Um padrão de conduta envolvendo ataques à imprensa, realizados tanto pelo crime organizado quanto por membros e órgãos do governo parece ter se consolidado durante 2017. Esse padrão de assédio e perseguição se expressa em agressões físicas que em alguns casos culminam em assassinato ou tentativas de assassinato. Agressões desse tipo foram registradas na Bolívia, no Brasil, Colômbia, Cuba, Equador, El Salvador, Estados Unidos, Honduras, México, Paraguai, Peru, República Dominicana e Venezuela. Na Argentina, houve uma clara tentativa de assassinato de um jornalista. E no México e em Honduras infelizmente foram nove os jornalistas assassinados. Ocorreram sete assassinatos no México e dois em Honduras desde a última reunião da SIP, em abril passado. Os assassinatos são a expressão máxima da brutalidade que a censura pode atingir. Mas a perseguição aos profissionais da mídia não termina aí, considerando-se que depois que os crimes são cometidos os responsáveis gozam da mais absoluta impunidade. As investigações raramente resultam na sua captura, e mesmo nesse caso consegue-se apenas identificar os autores materiais, não quem planejou os crimes. O tempo passa e o crime prescreve, e assim os responsáveis pelos assassinatos conseguem o que queriam: silenciar um jornalista, enviar uma mensagem de ameaça e não receber punição alguma.

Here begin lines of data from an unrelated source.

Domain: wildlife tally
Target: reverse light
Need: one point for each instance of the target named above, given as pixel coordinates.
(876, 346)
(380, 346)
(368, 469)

A perseguição à imprensa se manifesta também nas leis e projetos de leis que são debatidos em vários países do continente. Em muitos deles, as autoridades tentam interferir nos conteúdos de editoriais, como na Venezuela, El Salvador ou na Colômbia, onde uma decisão da Corte Constitucional exige que os meios de comunicação atualizem, por conta própria, quaisquer informações que publicarem na internet. No Equador, continua em vigor a estrutura legal herdada do governo anterior que criou um sistema processual e uma Superintendência de Comunicação que atuam contra a liberdade de imprensa. Em muitos países, como Barbados, ainda não se promulgou uma lei que garanta o acesso às fontes públicas de informação ou, mesmo nos casos em que leis desse tipo foram promulgadas, não foram decretados regulamentos para implementar as leis que se tornam assim apenas letra morta. Na Argentina, o poder Executivo é responsável por decretar regulamentos, ao passo que em Honduras, na Nicarágua e na República Dominicana, existem leis que impedem o acesso à informação ou simplesmente, apesar de haver uma lei de acesso, ela não é aplicada.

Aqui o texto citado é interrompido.